Kenyan Consumer Confidence for the second quarter of 2019 was stable at 101 the same level as the previous quarter reflecting steady sentiment amongst Kenyan consumers.
Nielsen East Africa MD Faith Wanderi says: “Consumer sentiment continues to be positive in Kenya post the recovery in quarter 1. Going forward the economic outlook looks positive as the country’s GDP is stable with an expected growth in 2019 of 5.8%, way ahead of the Sub-Sahara Africa average of 2.8%.”
Evidence of the stability of Kenyan sentiment is that immediate spending intentions remained the same as the previous quarter, with 26% of Kenyans saying now is a good or excellent time to purchase what they need or want.
However, Kenyans’ personal finance outlook for the next year i.e. whether they categorise them as excellent or good, has seen a two point drop from 59% to 57%. That said their view around job prospects has improved by a solid four points over the previous quarter, with 45% of consumers viewing their job prospects as excellent or good.
In terms of disposable income, 32% of Kenyans say they have spare cash, down one point from the previous quarter. When it comes to their spending priorities once they meet their essential living expenses, the highest percentage (82%) say they spend it on home improvements and savings, down 3% and 1% percent respectively, while 76% say they will invest in shares and mutual funds, down 5% from the previous quarter.

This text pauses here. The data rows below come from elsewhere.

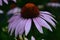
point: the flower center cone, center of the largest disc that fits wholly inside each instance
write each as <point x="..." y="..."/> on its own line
<point x="30" y="10"/>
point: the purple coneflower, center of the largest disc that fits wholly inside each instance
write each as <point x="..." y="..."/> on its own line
<point x="5" y="1"/>
<point x="1" y="12"/>
<point x="21" y="20"/>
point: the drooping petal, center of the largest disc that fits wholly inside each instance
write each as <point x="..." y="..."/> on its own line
<point x="14" y="0"/>
<point x="15" y="11"/>
<point x="14" y="26"/>
<point x="20" y="27"/>
<point x="45" y="12"/>
<point x="1" y="12"/>
<point x="0" y="2"/>
<point x="6" y="1"/>
<point x="49" y="17"/>
<point x="13" y="18"/>
<point x="32" y="38"/>
<point x="42" y="39"/>
<point x="49" y="20"/>
<point x="28" y="26"/>
<point x="43" y="23"/>
<point x="39" y="27"/>
<point x="52" y="4"/>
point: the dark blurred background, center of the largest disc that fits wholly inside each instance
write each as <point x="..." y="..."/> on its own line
<point x="48" y="35"/>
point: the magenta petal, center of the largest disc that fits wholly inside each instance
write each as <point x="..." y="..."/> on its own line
<point x="28" y="26"/>
<point x="32" y="38"/>
<point x="0" y="2"/>
<point x="14" y="26"/>
<point x="48" y="16"/>
<point x="6" y="1"/>
<point x="49" y="20"/>
<point x="1" y="12"/>
<point x="38" y="26"/>
<point x="14" y="0"/>
<point x="43" y="23"/>
<point x="20" y="27"/>
<point x="15" y="11"/>
<point x="45" y="12"/>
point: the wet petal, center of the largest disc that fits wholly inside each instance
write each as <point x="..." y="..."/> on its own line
<point x="49" y="20"/>
<point x="28" y="26"/>
<point x="6" y="1"/>
<point x="0" y="2"/>
<point x="43" y="23"/>
<point x="14" y="26"/>
<point x="15" y="11"/>
<point x="20" y="27"/>
<point x="38" y="26"/>
<point x="45" y="12"/>
<point x="32" y="38"/>
<point x="13" y="18"/>
<point x="1" y="12"/>
<point x="52" y="4"/>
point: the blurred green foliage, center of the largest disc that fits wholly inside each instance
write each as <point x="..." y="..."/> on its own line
<point x="55" y="35"/>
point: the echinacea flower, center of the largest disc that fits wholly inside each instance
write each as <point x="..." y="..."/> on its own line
<point x="52" y="4"/>
<point x="22" y="18"/>
<point x="5" y="1"/>
<point x="1" y="12"/>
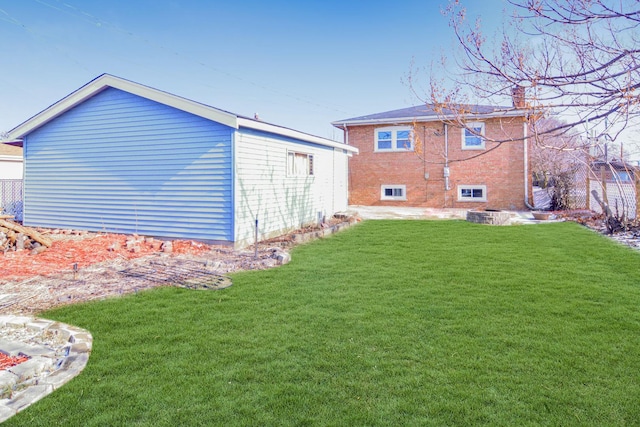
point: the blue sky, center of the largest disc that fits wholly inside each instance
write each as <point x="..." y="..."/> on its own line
<point x="296" y="64"/>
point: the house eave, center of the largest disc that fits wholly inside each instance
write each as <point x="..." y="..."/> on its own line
<point x="278" y="130"/>
<point x="105" y="81"/>
<point x="431" y="118"/>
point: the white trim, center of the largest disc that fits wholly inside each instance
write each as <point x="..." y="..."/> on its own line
<point x="17" y="159"/>
<point x="482" y="136"/>
<point x="391" y="187"/>
<point x="472" y="187"/>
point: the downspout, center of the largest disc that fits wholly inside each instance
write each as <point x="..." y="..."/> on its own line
<point x="526" y="166"/>
<point x="345" y="138"/>
<point x="445" y="172"/>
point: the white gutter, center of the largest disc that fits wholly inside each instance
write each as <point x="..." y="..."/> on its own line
<point x="266" y="127"/>
<point x="431" y="118"/>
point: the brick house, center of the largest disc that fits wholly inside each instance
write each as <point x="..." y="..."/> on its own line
<point x="419" y="157"/>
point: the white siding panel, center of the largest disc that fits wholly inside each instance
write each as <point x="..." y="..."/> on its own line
<point x="265" y="192"/>
<point x="122" y="163"/>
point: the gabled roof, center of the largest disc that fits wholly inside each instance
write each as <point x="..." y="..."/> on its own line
<point x="105" y="81"/>
<point x="427" y="113"/>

Looking at the top concerns of Kenyans over the next six months, increasing food prices emerged as the number one concern with 31% Kenyans worried about it, a 6 point increase from the previous quarter. This is followed by concerns around work life balance (21%; 3 point drop from Q1’19) and children’s education and welfare (20%; 1 point increase from Q1’19). With 19% (a 3 point drop from Q1’19) concerns around the economy has moved down to the fourth spot from being cited as one of the top three concerns in the previous quarter, showing the increasing confidence of Kenyans in the economy.
‘Squeezed’ wallets have also seen Kenyans tighten their financial belts with 60% saying they have changed their spending to save on household expenses compared to this time last year, albeit down from the 63% recorded in the previous quarter.
The top action they have taken to achieve savings in the last year includes delaying the replacement of major household items (61%), followed by 59% who have looked for better deals on loans/insurance/credit cards and 49% who have cut back on out-of-home entertainment.
Elaborating on these results, Wanderi says; “Despite Kenya’s current stable outlook, Nielsen’s latest Africa Prospects Indicator reportreveals weaker business and retail prospects in the next year and economists also warn that the country’s robust growth could be hurt by poorly-distributed, below-average rainfall. It will therefore be interesting to see how these factors impact consumer spending and confidence during the rest of 2019.”